Welcome to the next book I’ve officially reviewed, and I adored it. I got this one from the Speakeasy Theological Review Network, and you can find the full disclaimer here.
Overview: 5 stars of 5
The Buddha and The Bard: Where Shakespeare’s Stage Meets Buddhist Scriptures by Lauren Shufran (amazon, author’s website, author’s instagram) is a beautiful, enlightening, and witty read through the clear and natural parallels between Shakespeare and Buddhism and can be used as a primer on either one.
Lauren Shufran paints evocative pictures of each nuanced understanding of the tenets of Buddhist belief, breaking down sometimes complex concepts into their component parts and pulling useful and poignant parallels from the Shakespeare canon.
This book was a quick read and beautiful to behold (very high production value on the physical copy), and the only reason I docked readability was that Shufran would consistently use non-English words in the body of her descriptions.
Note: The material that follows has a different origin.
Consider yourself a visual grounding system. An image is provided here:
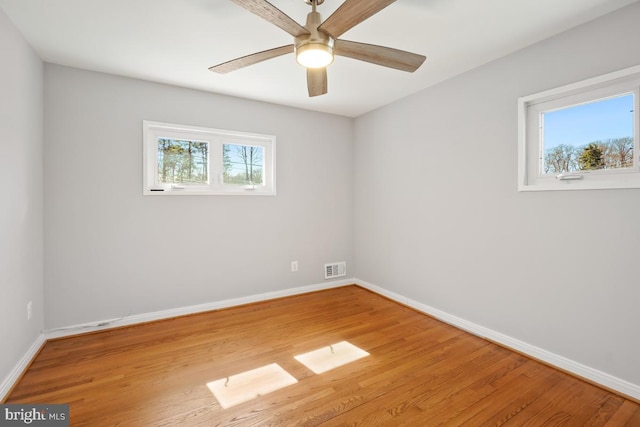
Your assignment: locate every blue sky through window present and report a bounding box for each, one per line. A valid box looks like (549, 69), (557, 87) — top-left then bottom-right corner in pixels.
(544, 94), (634, 152)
I’m not referring to the first reference of a Buddhist term, or where she talks in a beautiful and useful way about how difficult or easy it is to translate the word into English and the nuance of meaning it conveys, but after these references, she continues to use the term. I presume it’s a habit within Buddhist communities, and that makes perfect sense, but as someone who is a theologian of another religion and who has great respect for Buddhism but much more familiarity with Shakespeare, the consistent use of the non-English words beyond the discussion of their etymology lowered the readability.
Obviously, this wouldn’t be an issue for a reader who was a practicing Buddhist, and they might go ahead and give the text readability an A+, which otherwise it was.
Shufran takes great care and obvious joy in sorting through the essence of the words themselves, pulling out double and triple meanings, but treating them with a beautiful flow that aids readability.
I gave this book an A+ in relevance because Shufran made clear and obvious to me the essence of Buddhism in a way previous study had failed me. I’m the sort of person who enjoys reading Thich Nhat Hahn occasionally, and I’ve found one or two of Pema Chodron’s books helpful. I’ve read about Buddhism specifically, its founding and its basic tenets, but that had been all so much dry information. By putting each specific detail of the foundation stones of the religion in terms of various exquisitely parsed out quotes from Shakespeare, Shufran brought Buddhism alive for me in a way nothing else had.
And any time an author can do that for a religion the reader doesn’t follow… that makes the book instantly and perfectly relevant.
I loved this book. Imma go read it again, just as soon as my spouse is done with it.